ARTIFICIAL INTELLIGENCE AND CULTURAL GENDER IDENTITY: A STUDY OF KURDISH WOMEN AND DIGITAL COLONIALITY
DOI:
https://doi.org/10.66026/wjv2w522Keywords:
Artificial Intelligence, gender identity, Kurdish women, non-Western feminism, cultural representation, digital colonialismAbstract
This study examines the intersection of artificial intelligence and cultural gender identity through the lens of non-Western women, with particular focus on Kurdish women as a case study. It investigates how AI systems perpetuate, challenge, or transform representations of gender identity within marginalized cultural contexts.
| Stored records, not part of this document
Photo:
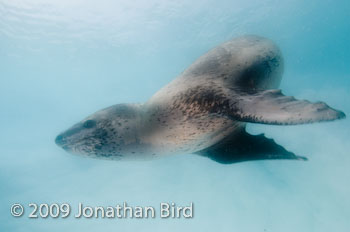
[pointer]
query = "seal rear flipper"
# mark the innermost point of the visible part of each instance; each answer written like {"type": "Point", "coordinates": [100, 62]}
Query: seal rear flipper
{"type": "Point", "coordinates": [272, 107]}
{"type": "Point", "coordinates": [245, 147]}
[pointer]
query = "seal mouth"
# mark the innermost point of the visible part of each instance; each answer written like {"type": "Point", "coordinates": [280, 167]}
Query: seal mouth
{"type": "Point", "coordinates": [62, 142]}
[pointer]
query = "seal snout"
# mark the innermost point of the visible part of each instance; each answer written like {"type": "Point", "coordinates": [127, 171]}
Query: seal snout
{"type": "Point", "coordinates": [60, 140]}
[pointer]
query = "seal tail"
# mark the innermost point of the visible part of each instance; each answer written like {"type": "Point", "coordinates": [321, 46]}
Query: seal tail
{"type": "Point", "coordinates": [246, 147]}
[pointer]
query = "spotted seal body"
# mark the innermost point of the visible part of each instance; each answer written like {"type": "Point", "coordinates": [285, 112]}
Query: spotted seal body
{"type": "Point", "coordinates": [203, 111]}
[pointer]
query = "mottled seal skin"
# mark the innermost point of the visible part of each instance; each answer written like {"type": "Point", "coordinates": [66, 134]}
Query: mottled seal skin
{"type": "Point", "coordinates": [203, 111]}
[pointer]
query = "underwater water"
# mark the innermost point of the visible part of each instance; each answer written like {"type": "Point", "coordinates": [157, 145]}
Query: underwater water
{"type": "Point", "coordinates": [62, 60]}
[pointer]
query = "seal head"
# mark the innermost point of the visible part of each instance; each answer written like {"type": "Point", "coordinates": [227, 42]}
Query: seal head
{"type": "Point", "coordinates": [102, 134]}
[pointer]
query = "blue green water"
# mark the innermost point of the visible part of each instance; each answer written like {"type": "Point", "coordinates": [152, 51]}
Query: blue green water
{"type": "Point", "coordinates": [62, 60]}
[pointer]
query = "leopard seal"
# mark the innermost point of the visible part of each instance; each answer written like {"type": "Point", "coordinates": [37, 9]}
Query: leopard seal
{"type": "Point", "coordinates": [203, 111]}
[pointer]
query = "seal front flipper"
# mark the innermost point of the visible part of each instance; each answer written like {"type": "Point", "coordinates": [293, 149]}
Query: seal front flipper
{"type": "Point", "coordinates": [272, 107]}
{"type": "Point", "coordinates": [242, 146]}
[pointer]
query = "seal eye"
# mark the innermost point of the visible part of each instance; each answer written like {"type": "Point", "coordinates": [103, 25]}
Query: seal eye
{"type": "Point", "coordinates": [89, 124]}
The study employs an interdisciplinary framework combining critical feminist theory, postcolonial science and technology studies, and cultural analysis. It synthesizes findings from recent empirical research on AI bias across linguistic contexts, examines case studies of Kurdish cultural production using AI technologies (Zozan C and Morehshin Allahyari) and analyzes theoretical frameworks including intersectionality and non-Western feminist ethics. The research reveals that AI systems consistently reproduce Western-centric gender biases while simultaneously erasing or distorting non-Western women's identities. Kurdish women face a "double marginalization" in AI systems—gendered stereotyping compounded by cultural invisibility. However, emergent practices by Kurdish artists, musicians, and activists demonstrate possibilities for reclaiming AI as a tool for cultural preservation, counter-representation, and identity reimagining. The study identifies significant linguistic inequities in AI training data that disproportionately affect Kurdish-language speakers and documents how gender bias manifests differently across cultural contexts. This study provides the first comprehensive examination of Kurdish women's relationship to AI systems, bridging critical AI studies with Middle Eastern gender scholarship. It introduces the concept of "digital coloniality" to describe how AI systems perpetuate historical patterns of cultural marginalization, while proposing a framework for "culturally-sovereign AI" grounded in non-Western feminist epistemologies.